Mr. Retterman is a retired printer by reason of losing most of his right hand in a press a number of years ago. In the wreck a splinter of wood with a small nail in it was driven up his nostrils and back of the left eye. It was not known until long after the wreck that the wood , a piece about an inch long, was in his head. It was finally removed by a Chicago surgeon. He enjoys good health, too, but he and Mr. Smith both consider themselves very lucky to have escaped with their lives. They were both taken to Piper City after the wreck and state the people of Piper City and Chatsworth were most kind to them. They visited Piper City Tuesday while attending the reunion.  
R.F. Quisenberry, of Atlanta, his daughter, Mrs. Gladys Sigler, and Misses Ada, Bettie and Shirley Cheek, arrived before noon and visited around town. Mr. Quisenberry was one of five residents of Atlanta who were on the wrecked train. One of this number was a twin brother, now deceased. None of the five were badly hurt but Mr. Quisenberry had nearly all of his clothing torn off. He walked back to Chatsworth in his bare feet and recalls distinctly that it seemed a long distance. He is now 77 years old but the incidents of the night are still very vivid in his memory. 

AUGUST 19, 1937
Five persons were injured in an automobile-truck collision a half mile west of Charlotte Saturday afternoon about 1 o'clock.  
A sedan, driven and owned by William Tinker, of Chatsworth, and an empty gravel truck driven by Elmer King, of Fairbury, crashed. In the car with Mr. Tinker were Mrs. Tinker, their daughter Irene, 17, and Bobby 8. The truck was going west and the car north. The car was struck on the right side and forced off the road into a bean field, but did not overturn. The truck swung around and landed on its side in the ditch, facing east. All except Bobby were rendered unconscious and Irene was thrown from the car. Four of the injured were taken to the Pontiac hospital. Irene was first brought to Chatsworth and then taken to the hospital, still unconscious. 

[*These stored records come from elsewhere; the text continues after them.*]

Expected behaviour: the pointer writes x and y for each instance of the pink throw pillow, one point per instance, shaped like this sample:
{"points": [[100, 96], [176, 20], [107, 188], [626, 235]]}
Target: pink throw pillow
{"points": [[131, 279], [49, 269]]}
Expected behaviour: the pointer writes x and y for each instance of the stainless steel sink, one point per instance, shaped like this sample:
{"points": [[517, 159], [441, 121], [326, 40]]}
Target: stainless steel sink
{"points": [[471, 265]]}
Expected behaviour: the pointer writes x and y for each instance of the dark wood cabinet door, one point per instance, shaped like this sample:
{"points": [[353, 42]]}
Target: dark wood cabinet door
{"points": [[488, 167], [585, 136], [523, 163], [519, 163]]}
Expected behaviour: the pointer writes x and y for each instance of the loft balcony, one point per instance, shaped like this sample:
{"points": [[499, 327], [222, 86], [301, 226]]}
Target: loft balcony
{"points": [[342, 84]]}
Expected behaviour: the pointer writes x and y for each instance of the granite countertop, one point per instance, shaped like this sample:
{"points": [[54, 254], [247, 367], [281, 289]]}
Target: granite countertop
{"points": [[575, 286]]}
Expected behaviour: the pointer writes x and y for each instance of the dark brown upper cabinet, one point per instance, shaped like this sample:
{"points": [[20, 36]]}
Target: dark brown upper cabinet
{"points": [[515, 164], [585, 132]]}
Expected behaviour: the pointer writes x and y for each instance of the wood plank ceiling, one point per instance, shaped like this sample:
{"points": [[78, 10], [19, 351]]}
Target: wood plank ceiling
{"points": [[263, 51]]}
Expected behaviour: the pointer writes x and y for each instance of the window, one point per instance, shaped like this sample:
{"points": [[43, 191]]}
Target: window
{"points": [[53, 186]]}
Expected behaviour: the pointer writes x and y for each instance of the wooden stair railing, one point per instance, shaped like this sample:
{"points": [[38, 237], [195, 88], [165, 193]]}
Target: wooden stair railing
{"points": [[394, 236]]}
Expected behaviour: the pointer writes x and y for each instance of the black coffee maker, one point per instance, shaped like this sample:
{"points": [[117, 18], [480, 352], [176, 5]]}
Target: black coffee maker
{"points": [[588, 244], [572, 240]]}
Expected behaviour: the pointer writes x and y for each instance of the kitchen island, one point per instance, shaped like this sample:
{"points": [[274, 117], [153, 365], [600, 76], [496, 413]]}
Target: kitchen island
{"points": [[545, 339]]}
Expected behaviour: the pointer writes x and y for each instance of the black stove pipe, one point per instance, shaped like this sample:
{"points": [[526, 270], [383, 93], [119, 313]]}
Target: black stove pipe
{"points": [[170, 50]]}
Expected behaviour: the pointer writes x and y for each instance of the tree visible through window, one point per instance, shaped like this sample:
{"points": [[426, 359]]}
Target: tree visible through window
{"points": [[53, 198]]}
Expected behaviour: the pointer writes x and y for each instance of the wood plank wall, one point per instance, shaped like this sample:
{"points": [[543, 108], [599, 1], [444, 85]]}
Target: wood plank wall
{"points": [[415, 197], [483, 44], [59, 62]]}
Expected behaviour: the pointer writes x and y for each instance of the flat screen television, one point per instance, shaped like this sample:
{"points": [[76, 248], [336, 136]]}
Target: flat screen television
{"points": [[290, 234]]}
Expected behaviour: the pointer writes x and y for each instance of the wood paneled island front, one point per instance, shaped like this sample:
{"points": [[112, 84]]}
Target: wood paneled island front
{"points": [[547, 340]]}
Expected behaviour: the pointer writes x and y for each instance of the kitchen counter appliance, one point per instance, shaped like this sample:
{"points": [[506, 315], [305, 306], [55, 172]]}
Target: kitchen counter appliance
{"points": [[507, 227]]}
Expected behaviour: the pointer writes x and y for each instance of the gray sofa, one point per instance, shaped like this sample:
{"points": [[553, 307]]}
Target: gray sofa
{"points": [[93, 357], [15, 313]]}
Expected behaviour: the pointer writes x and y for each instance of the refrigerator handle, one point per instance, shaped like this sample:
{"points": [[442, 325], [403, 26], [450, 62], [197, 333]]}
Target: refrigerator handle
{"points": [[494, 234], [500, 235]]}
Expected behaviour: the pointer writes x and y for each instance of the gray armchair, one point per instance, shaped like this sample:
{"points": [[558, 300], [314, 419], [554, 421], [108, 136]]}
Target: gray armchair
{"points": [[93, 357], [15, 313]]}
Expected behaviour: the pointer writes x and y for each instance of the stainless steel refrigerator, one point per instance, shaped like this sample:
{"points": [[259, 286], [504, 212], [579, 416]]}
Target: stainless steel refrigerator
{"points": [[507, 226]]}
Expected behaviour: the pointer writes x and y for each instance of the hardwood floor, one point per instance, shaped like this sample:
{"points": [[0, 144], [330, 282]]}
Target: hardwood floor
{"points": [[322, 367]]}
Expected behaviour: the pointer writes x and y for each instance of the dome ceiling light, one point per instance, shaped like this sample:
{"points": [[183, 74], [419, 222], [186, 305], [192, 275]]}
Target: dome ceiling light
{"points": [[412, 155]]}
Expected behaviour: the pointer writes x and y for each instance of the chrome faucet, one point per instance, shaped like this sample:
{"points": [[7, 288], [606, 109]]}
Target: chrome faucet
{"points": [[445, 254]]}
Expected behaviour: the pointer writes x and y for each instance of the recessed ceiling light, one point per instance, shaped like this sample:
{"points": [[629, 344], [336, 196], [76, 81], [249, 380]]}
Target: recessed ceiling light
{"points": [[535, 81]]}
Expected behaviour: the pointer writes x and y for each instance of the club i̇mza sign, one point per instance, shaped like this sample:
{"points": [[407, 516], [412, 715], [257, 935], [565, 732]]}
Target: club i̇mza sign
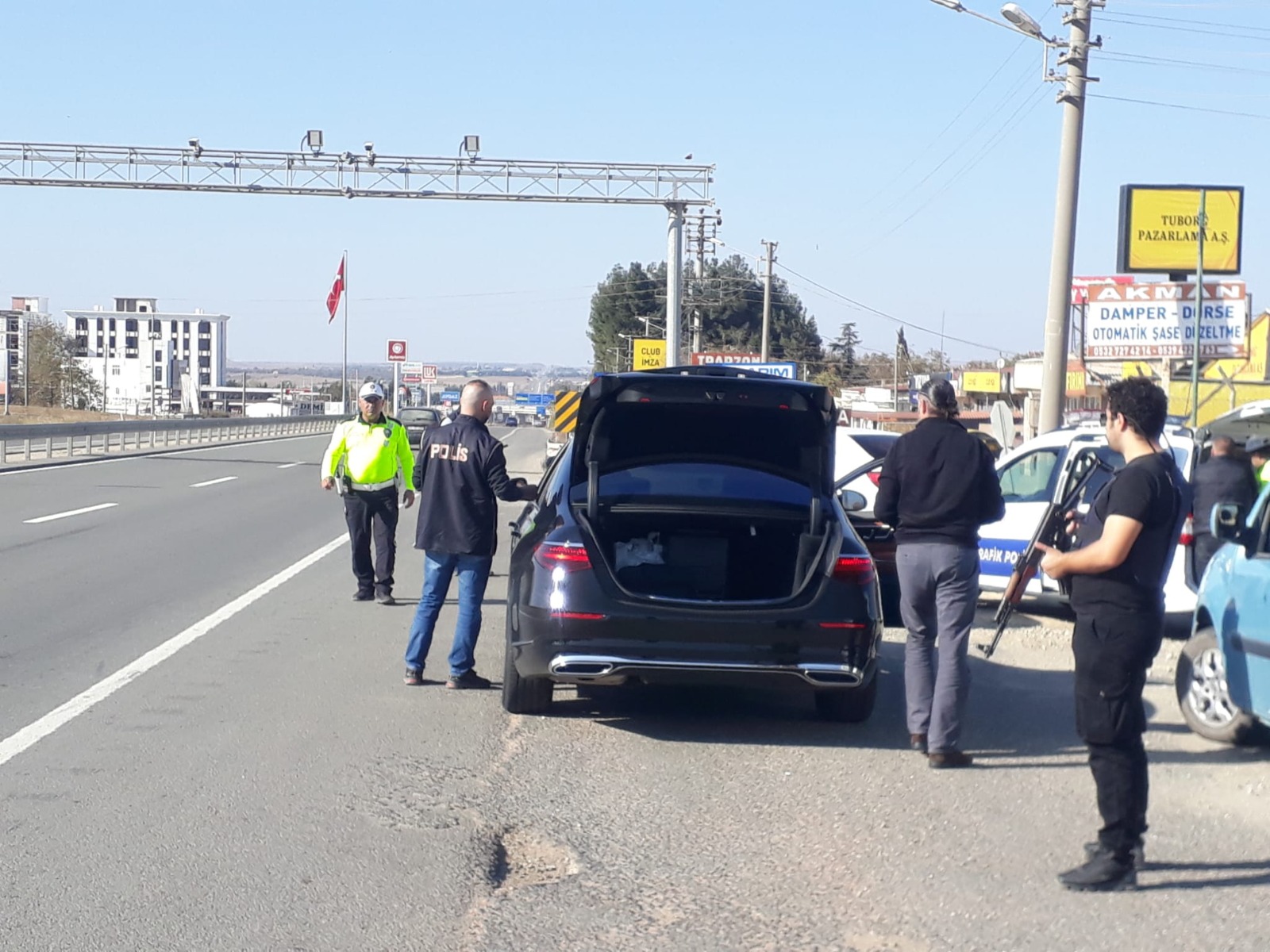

X-rays revealed that all four of the Tinkers had broken ribs and were badly cut from glass; Mr. Tinker received a fractured shoulder and Mrs. Tinker, a wrenched back which will keep them in the hospital for several days. Irene also received a cracked clavicle. Bobby was the least injured, but had several face lacerations in addition to the broken ribs. Mr. King received a brain concussion from a blow on the head, and liquid gasoline burns on one arm. He was able to go to his home the fore part of the week.  
The Tinker car was almost a total wreck. The impact of the heavy truck against the side of the car damaged the body badly and the car was forced against a cement line post which was broken off and this added to the damage of the car. The truck did not seem to be badly damaged.  
The Tinkers were on their way to the Cullom celebration when the accident occurred and the truck was going back to the gravel pit. The writer does not presume to fix the blame for the accident but can testify that both Mr. and Mrs. Tinker are as careful drivers as there are in Chatsworth.
Late reports from the hospital indicate that the Chatsworth people are recovering slowly but will have to remain in the hospital for several days.  
Later developments showed that Mr. Tinker had a fractured shoulder, two cracked ribs and two severe scalp wounds. Mrs. Tinker has six rib fractures, a bad scalp wound and numerous other cuts and bad bruises. Irene, besides the fractured collar bone, has a badly swollen head and bruises. Bobby has two broken ribs, a bad cut across the nose, one eye and forehead, and numerous small cuts.